The content of this course is tested on the bar exam in a majority of states.

Every Year Course

2 Credits


LAW 9319: Water Law

A study of the ownership and use rules regarding water in the United States. This includes riparianism, prior appropriation doctrine, federal water law, ground water law, and some consideration of laws regarding water pollution.

Prerequisite: Property

Every Other Year Course

2 Credits


LAW 9310: Wills and Trusts

Studies property descent as governed by statute and court decisions relating to testate and intestate succession. Private express and charitable trusts are considered.

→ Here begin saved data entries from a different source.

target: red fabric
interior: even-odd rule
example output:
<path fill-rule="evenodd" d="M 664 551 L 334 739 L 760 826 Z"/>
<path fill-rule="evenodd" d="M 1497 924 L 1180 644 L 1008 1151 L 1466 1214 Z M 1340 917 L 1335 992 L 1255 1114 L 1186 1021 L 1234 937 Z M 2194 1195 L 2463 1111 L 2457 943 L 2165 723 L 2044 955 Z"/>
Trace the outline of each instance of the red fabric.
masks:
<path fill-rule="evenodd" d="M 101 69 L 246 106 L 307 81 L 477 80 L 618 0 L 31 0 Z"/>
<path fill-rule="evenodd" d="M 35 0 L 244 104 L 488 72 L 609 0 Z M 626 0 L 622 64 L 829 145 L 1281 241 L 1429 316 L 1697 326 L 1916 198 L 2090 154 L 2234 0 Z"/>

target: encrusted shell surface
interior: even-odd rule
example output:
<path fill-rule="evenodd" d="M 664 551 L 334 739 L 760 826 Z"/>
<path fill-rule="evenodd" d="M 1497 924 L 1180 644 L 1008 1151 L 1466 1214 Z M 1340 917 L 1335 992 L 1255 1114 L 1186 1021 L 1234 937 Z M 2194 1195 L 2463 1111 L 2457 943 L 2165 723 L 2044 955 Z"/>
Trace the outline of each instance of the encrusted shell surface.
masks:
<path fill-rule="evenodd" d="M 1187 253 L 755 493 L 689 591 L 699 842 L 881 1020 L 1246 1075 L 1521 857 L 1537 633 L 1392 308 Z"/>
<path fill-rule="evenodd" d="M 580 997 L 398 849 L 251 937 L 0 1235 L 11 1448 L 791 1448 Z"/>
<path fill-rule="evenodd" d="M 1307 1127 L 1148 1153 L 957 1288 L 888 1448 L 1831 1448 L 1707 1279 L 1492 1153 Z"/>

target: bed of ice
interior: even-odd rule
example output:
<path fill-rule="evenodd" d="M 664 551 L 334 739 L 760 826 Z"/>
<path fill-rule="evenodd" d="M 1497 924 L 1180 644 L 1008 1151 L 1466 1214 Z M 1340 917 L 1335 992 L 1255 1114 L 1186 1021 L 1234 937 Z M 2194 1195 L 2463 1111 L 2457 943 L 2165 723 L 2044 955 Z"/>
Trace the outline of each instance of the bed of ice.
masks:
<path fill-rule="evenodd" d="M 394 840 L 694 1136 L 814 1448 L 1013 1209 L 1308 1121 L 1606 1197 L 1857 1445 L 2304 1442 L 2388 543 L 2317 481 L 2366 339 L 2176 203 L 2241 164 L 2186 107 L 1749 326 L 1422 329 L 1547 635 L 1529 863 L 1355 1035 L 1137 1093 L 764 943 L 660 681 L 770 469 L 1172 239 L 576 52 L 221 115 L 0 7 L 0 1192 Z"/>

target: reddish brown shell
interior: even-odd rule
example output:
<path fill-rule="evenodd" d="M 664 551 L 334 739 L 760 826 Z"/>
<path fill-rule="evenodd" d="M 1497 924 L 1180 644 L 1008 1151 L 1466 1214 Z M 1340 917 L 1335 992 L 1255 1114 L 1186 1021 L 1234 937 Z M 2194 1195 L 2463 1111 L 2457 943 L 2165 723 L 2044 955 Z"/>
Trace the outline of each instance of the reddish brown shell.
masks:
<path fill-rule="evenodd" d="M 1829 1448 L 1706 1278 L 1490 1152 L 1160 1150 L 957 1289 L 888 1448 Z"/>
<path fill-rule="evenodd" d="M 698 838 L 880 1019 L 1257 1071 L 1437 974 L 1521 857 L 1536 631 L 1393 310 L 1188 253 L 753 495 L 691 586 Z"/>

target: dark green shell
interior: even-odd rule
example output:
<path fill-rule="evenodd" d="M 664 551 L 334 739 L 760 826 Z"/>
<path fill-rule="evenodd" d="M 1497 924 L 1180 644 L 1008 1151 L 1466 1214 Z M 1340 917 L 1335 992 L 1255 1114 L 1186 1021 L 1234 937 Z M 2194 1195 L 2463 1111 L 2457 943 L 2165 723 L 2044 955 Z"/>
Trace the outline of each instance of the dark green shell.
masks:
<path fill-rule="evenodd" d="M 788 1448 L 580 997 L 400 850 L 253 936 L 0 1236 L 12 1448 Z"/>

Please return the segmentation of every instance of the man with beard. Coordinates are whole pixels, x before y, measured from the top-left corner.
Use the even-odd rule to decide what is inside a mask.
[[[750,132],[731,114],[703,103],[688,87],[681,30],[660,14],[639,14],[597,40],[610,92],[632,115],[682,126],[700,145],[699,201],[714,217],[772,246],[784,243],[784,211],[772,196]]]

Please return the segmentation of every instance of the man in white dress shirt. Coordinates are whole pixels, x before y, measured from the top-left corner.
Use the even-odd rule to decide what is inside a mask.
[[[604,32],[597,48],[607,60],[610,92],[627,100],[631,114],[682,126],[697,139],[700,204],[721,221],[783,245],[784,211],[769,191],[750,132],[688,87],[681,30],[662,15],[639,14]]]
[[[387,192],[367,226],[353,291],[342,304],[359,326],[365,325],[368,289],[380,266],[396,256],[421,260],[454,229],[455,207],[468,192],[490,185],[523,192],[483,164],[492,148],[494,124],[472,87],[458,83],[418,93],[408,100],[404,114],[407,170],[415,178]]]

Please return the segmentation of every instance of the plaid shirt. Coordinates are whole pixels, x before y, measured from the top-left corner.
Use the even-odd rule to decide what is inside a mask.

The content of this course is tested on the bar exam in a majority of states.

Prerequisite: Property

Every Year Course

3 Credits


LAW 9563: Workers' Compensation

Surveys no‑fault compensation laws covering personal injuries in employment, including substance, procedure, and benefits under workers' compensation law. 

Every Other Year Course

3 Credits


LAW 9318: Wrongful Convictions

This course will examine the reasons behind wrongful convictions in the United States. There are many people in this nation convicted of, and serving time for, crimes they did not commit. Over 267 people have already been exonerated of crimes for which they were convicted. The course will include lecture, discussion and guest speakers about eyewitness identification, false confessions, snitches and informants, government misconduct, ineffective assistance of counsel, forensic science including DNA testing, post‑conviction remedies, the death penalty, media and investigative journalism, and racial bias. The course will also include in‑class exercises designed to help deal with these issues as a practitioner.